Etérea inquietud sonora
La principal habilidad musical del norteamericano Angelo Badalamenti (Nueva York, 1937 – Nueva Jersey, 2022), quien nos dejó hace unos días, consistió en fabricar unas ilustraciones sonoras que unían la belleza con la inquietud: casi todas sus composiciones mostraban un aire etéreo que, al mismo tiempo, indicaba al oyente que se estaba internando por un camino no muy seguro y probablemente peligroso. Lo conocimos gracias a la música que compuso para la película de David Lynch Blue velvet (1986), encargo que empezó prácticamente por casualidad: Lynch quería introducir en su obra la canción del grupo inglés This Mortal Coil Song for the siren, pero los derechos de autor le parecieron excesivos al productor, Dino de Laurentiis, y hubo que encargar una canción nueva, Mysteries of love, de la que se encargó el señor Badalamenti. A partir de ahí, la colaboración entre el músico y el cineasta se convirtió en una bienvenida costumbre que tuvo en 1990, con la serie de televisión Twin peaks, su punto álgido, pues los sonidos de Badalamenti resultaron ideales para entretener la espera hasta saber quién demonios había matado a Laura Palmer (por no hablar de lo bien que se vendió el disco, algo que no suele suceder en el mundo de las bandas sonoras). Ya puestos, Lynch y Badalamenti le fabricaron un elepé enterito de canciones a la intérprete de Mysteries of love, Julie Cruise (cabe destacar también, fuera del universo lynchiano, la música que compuso el neoyorquino de origen italiano en 1989 para la espléndida película de Paul Schrader El placer de los extraños, basada en la novela homónima de Ian McEwan, que pasó tan inadvertida como el largometraje, por cierto).

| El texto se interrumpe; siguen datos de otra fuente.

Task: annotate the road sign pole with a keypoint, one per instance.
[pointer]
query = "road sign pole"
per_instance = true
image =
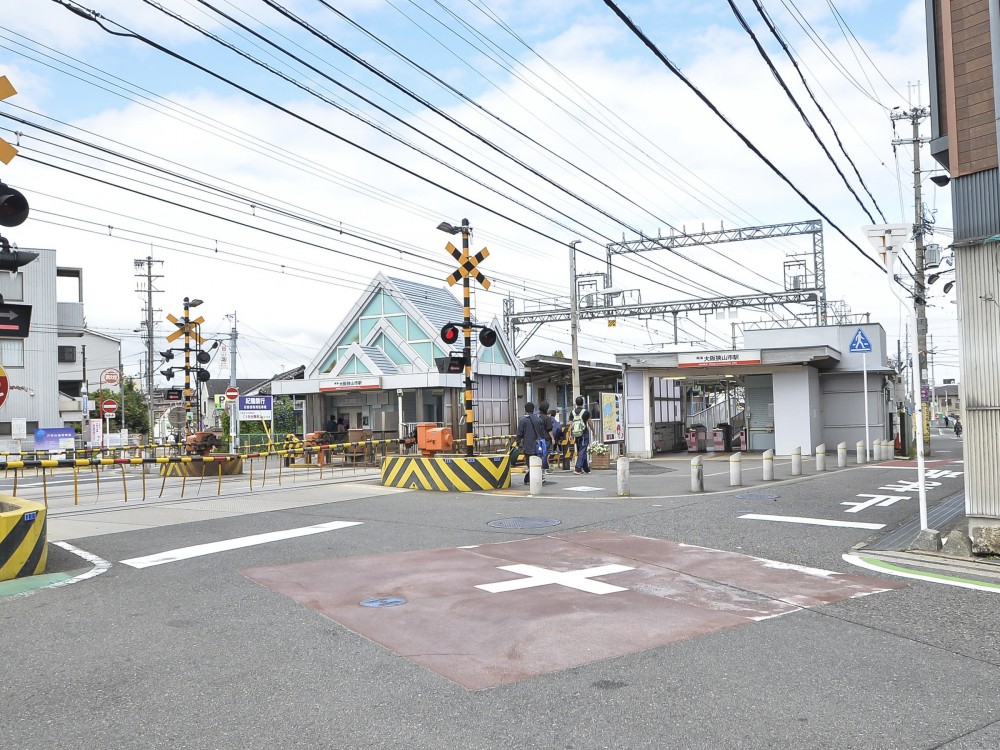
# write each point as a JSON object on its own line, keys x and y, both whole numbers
{"x": 864, "y": 371}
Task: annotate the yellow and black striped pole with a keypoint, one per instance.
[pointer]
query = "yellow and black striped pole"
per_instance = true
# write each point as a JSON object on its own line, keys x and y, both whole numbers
{"x": 187, "y": 366}
{"x": 467, "y": 322}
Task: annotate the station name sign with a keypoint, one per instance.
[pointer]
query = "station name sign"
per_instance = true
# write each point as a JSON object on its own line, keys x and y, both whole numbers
{"x": 719, "y": 359}
{"x": 351, "y": 383}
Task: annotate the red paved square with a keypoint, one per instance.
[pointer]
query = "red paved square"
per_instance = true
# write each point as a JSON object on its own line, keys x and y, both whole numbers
{"x": 496, "y": 613}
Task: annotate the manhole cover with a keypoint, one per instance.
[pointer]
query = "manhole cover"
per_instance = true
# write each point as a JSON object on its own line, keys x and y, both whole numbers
{"x": 756, "y": 496}
{"x": 383, "y": 601}
{"x": 523, "y": 523}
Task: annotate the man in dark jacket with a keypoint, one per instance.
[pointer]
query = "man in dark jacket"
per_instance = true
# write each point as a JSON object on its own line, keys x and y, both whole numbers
{"x": 580, "y": 414}
{"x": 530, "y": 431}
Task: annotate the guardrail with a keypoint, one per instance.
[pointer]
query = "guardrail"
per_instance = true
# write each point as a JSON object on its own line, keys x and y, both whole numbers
{"x": 354, "y": 454}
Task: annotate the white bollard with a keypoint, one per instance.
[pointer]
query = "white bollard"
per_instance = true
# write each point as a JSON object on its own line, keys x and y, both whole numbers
{"x": 697, "y": 475}
{"x": 535, "y": 476}
{"x": 623, "y": 477}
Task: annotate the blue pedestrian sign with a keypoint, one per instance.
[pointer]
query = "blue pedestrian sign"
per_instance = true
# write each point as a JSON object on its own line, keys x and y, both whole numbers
{"x": 860, "y": 343}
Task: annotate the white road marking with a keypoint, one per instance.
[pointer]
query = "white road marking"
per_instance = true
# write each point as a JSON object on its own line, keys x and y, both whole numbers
{"x": 574, "y": 579}
{"x": 814, "y": 521}
{"x": 186, "y": 553}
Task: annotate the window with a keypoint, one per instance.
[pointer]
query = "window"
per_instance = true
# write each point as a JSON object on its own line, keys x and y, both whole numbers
{"x": 12, "y": 352}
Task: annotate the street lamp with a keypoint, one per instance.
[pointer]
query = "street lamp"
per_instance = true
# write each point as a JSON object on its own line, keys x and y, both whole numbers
{"x": 887, "y": 240}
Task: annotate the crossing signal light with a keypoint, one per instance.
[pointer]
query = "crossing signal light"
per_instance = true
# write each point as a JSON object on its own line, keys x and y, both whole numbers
{"x": 487, "y": 337}
{"x": 13, "y": 207}
{"x": 449, "y": 333}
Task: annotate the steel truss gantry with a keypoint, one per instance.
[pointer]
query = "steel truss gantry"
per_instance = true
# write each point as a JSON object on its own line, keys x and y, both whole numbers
{"x": 808, "y": 293}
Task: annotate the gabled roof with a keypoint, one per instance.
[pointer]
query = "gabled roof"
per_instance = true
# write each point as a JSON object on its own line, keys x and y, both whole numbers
{"x": 382, "y": 362}
{"x": 437, "y": 305}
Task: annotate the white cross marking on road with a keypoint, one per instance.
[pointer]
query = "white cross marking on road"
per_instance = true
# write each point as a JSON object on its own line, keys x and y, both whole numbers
{"x": 880, "y": 500}
{"x": 574, "y": 579}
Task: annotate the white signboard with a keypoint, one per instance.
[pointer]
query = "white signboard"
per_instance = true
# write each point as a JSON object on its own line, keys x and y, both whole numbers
{"x": 719, "y": 359}
{"x": 254, "y": 408}
{"x": 351, "y": 383}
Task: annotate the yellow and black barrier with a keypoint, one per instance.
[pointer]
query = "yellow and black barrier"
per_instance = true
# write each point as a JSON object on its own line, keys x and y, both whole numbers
{"x": 208, "y": 466}
{"x": 23, "y": 551}
{"x": 447, "y": 473}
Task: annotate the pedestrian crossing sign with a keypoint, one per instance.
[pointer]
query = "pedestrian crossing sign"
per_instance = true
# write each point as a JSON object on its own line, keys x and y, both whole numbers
{"x": 860, "y": 343}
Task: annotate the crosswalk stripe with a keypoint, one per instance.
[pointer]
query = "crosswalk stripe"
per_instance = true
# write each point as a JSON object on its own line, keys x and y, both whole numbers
{"x": 186, "y": 553}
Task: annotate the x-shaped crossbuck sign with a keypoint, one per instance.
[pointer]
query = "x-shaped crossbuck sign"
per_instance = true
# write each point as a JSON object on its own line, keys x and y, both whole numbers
{"x": 467, "y": 266}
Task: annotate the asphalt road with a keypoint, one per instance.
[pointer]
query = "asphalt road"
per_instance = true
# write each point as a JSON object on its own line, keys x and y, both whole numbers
{"x": 200, "y": 652}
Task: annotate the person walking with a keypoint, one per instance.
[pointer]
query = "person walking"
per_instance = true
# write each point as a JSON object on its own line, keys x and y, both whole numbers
{"x": 543, "y": 415}
{"x": 530, "y": 436}
{"x": 580, "y": 432}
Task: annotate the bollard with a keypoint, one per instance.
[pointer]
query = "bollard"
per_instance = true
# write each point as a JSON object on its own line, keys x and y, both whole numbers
{"x": 697, "y": 475}
{"x": 797, "y": 462}
{"x": 623, "y": 477}
{"x": 535, "y": 476}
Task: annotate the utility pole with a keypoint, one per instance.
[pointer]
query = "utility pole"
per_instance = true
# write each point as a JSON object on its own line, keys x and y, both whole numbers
{"x": 233, "y": 405}
{"x": 574, "y": 323}
{"x": 915, "y": 115}
{"x": 149, "y": 325}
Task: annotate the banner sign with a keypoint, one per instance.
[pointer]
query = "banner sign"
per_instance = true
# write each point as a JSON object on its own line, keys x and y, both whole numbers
{"x": 612, "y": 429}
{"x": 54, "y": 438}
{"x": 255, "y": 408}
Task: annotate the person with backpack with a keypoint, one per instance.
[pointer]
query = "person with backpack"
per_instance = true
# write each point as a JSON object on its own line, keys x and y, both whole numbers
{"x": 580, "y": 432}
{"x": 530, "y": 436}
{"x": 543, "y": 415}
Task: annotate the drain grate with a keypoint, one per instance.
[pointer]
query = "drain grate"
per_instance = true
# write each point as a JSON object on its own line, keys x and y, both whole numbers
{"x": 383, "y": 601}
{"x": 756, "y": 496}
{"x": 523, "y": 523}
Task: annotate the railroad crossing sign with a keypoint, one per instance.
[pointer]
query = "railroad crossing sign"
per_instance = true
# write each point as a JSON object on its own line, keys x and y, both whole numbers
{"x": 7, "y": 152}
{"x": 467, "y": 265}
{"x": 191, "y": 328}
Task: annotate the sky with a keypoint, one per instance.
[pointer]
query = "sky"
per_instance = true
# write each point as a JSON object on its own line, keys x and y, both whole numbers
{"x": 273, "y": 157}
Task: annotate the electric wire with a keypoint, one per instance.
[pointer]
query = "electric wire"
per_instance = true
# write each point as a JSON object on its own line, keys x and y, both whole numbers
{"x": 746, "y": 141}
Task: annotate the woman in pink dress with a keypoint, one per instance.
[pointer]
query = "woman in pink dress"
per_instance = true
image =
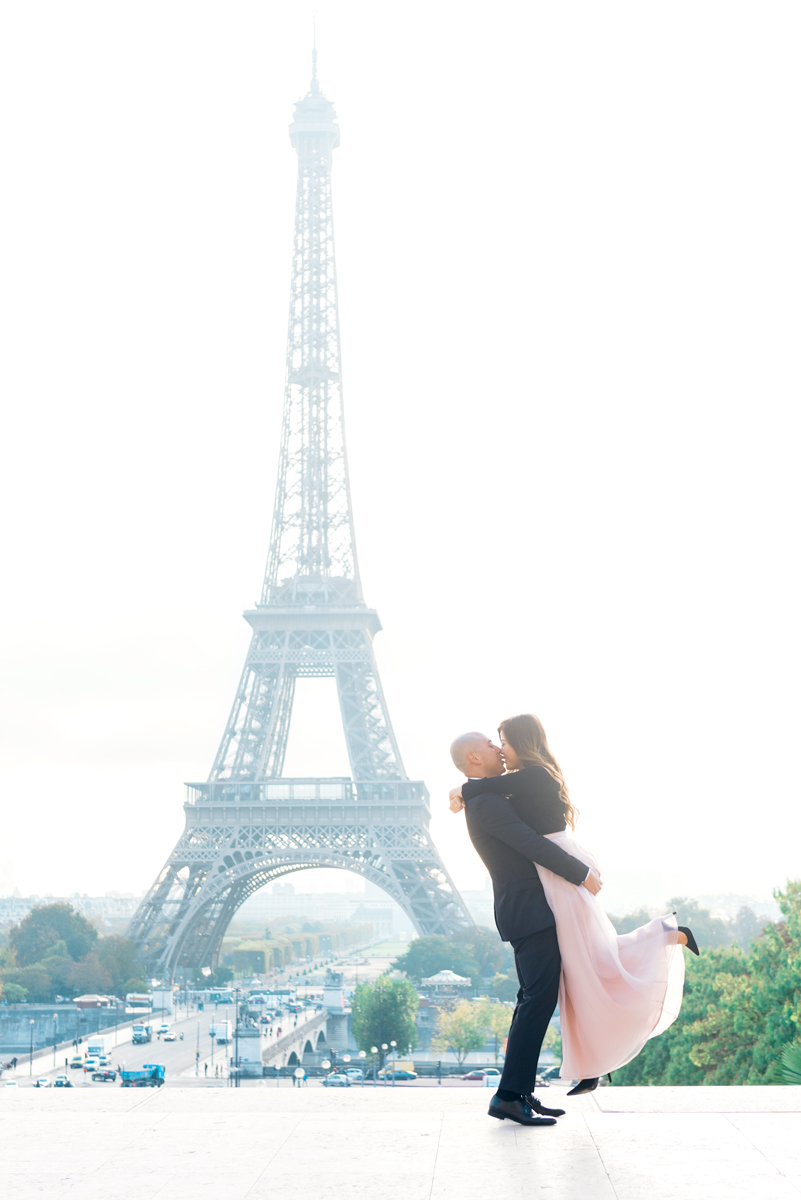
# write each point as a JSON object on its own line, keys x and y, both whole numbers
{"x": 616, "y": 990}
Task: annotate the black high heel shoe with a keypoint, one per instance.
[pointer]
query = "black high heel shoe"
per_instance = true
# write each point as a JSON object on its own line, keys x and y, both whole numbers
{"x": 585, "y": 1085}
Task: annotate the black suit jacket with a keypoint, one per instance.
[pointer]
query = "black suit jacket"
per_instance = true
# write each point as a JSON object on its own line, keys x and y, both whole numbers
{"x": 509, "y": 849}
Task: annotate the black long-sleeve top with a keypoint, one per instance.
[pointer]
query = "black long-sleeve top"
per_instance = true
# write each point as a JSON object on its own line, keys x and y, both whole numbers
{"x": 542, "y": 807}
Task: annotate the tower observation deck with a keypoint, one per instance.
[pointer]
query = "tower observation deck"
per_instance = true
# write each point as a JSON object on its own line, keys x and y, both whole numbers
{"x": 248, "y": 825}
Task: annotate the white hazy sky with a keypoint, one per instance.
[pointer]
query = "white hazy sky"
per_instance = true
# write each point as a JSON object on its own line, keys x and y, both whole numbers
{"x": 568, "y": 252}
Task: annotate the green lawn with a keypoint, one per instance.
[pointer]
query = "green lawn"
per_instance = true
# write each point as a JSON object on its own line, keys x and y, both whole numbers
{"x": 386, "y": 951}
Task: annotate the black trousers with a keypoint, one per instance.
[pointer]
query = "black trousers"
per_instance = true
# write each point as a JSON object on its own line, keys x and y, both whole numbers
{"x": 538, "y": 966}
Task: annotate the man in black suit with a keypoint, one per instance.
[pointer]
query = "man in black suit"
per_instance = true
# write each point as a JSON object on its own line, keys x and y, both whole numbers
{"x": 510, "y": 847}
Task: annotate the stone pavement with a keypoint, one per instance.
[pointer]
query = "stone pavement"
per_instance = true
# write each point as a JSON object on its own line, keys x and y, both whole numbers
{"x": 403, "y": 1143}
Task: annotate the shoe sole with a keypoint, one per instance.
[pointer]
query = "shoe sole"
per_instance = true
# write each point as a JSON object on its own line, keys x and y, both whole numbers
{"x": 541, "y": 1123}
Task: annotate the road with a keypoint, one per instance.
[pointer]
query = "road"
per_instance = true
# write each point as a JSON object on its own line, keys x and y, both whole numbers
{"x": 180, "y": 1057}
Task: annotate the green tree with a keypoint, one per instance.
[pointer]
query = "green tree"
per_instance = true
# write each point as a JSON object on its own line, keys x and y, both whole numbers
{"x": 385, "y": 1012}
{"x": 36, "y": 934}
{"x": 118, "y": 954}
{"x": 739, "y": 1011}
{"x": 133, "y": 984}
{"x": 34, "y": 981}
{"x": 13, "y": 993}
{"x": 427, "y": 955}
{"x": 89, "y": 976}
{"x": 461, "y": 1029}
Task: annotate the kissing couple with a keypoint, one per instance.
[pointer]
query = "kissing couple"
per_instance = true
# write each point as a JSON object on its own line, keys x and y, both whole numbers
{"x": 614, "y": 990}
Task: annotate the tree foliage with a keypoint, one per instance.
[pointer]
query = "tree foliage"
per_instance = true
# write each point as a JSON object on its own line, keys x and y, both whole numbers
{"x": 427, "y": 955}
{"x": 739, "y": 1012}
{"x": 56, "y": 952}
{"x": 385, "y": 1012}
{"x": 46, "y": 925}
{"x": 461, "y": 1029}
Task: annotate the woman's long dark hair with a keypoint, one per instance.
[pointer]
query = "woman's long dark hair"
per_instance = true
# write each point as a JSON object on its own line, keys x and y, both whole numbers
{"x": 528, "y": 739}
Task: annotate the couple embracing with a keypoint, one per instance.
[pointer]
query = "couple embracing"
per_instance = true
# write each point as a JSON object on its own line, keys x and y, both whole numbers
{"x": 614, "y": 991}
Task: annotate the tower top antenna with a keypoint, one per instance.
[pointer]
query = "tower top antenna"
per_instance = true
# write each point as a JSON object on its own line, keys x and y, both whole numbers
{"x": 315, "y": 85}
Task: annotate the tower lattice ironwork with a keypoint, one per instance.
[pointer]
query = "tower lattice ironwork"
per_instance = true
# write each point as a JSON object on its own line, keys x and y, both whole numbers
{"x": 248, "y": 825}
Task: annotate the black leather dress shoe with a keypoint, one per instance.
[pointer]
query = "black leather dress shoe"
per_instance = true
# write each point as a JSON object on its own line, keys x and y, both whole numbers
{"x": 541, "y": 1110}
{"x": 584, "y": 1085}
{"x": 516, "y": 1110}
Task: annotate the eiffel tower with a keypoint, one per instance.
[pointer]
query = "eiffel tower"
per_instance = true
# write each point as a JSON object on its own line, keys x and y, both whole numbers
{"x": 248, "y": 825}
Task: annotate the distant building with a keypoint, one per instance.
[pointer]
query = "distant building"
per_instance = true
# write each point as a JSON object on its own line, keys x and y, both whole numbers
{"x": 115, "y": 907}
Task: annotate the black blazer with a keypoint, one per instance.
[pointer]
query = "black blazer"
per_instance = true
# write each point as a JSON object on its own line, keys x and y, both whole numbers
{"x": 509, "y": 849}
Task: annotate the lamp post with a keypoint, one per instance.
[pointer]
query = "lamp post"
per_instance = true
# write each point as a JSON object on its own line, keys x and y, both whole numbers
{"x": 236, "y": 1037}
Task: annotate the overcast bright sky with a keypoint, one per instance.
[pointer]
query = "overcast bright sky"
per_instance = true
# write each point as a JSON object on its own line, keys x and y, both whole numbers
{"x": 568, "y": 253}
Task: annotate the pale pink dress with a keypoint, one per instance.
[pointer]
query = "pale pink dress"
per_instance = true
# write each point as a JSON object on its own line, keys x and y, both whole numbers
{"x": 616, "y": 990}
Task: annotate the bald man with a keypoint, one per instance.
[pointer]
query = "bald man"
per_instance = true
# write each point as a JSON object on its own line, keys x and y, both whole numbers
{"x": 510, "y": 847}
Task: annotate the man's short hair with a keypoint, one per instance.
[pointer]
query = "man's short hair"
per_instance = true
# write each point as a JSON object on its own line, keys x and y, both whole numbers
{"x": 464, "y": 745}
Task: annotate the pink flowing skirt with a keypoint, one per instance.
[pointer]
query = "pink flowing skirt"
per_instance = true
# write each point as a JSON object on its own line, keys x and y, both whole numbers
{"x": 616, "y": 990}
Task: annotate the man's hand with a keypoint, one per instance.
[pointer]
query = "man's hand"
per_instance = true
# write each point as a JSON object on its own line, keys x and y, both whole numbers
{"x": 455, "y": 797}
{"x": 592, "y": 882}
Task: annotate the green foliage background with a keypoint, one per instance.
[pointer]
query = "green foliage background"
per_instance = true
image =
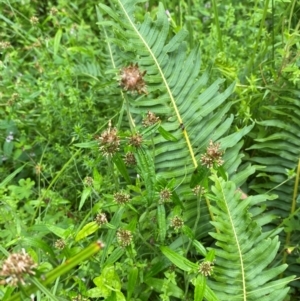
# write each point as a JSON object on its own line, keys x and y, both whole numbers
{"x": 228, "y": 72}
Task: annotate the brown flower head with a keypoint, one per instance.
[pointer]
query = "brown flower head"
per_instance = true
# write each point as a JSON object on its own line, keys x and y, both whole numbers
{"x": 130, "y": 159}
{"x": 136, "y": 140}
{"x": 165, "y": 195}
{"x": 60, "y": 244}
{"x": 177, "y": 222}
{"x": 150, "y": 119}
{"x": 212, "y": 156}
{"x": 101, "y": 219}
{"x": 199, "y": 190}
{"x": 88, "y": 181}
{"x": 109, "y": 141}
{"x": 121, "y": 197}
{"x": 132, "y": 79}
{"x": 206, "y": 268}
{"x": 124, "y": 237}
{"x": 16, "y": 266}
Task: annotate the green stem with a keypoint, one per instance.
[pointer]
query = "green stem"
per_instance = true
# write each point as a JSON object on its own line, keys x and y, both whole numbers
{"x": 293, "y": 209}
{"x": 216, "y": 16}
{"x": 258, "y": 37}
{"x": 60, "y": 270}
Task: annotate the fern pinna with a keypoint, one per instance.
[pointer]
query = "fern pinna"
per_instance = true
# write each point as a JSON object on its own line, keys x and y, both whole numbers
{"x": 192, "y": 113}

Badalamenti se apuntó a las olimpiadas del 92 en Barcelona con algunas piezas orquestales y fue entonces cuando lo entrevisté para El País (el fotógrafo intentó hablarle en italiano y así descubrimos que nuestro hombre no hablaba ni una palabra del idioma de sus ancestros). Era un tipo extremadamente simpático, medio calvo y grandullón, con más pinta de dueño de una trattoria que del fabricante de esa música soñadora que casi siempre permitía intuir cierto peligro tras su indudable belleza. Lo único que recuerdo de la conversación es la sensación que tenía el compositor de haber encontrado un alma gemela en las colaboraciones con David Lynch, interrumpidas desde que a Lynch no hay nadie que le financie un largometraje.
Angelo Badalamenti fue a David Lynch lo que Ennio Morricone a Sergio Leone. A veces se producen esos encuentros interdisciplinares que mejoran la obra de sus participantes. Y no quisiera olvidarme del disco que Badalamenti le produjo a Marianne Faithfull, una mujer que siempre ha elegido muy bien a sus colaboradores y que, pese a su actual voz de cazalla, supo encontrar en el músico favorito del señor Lynch un socio ejemplar.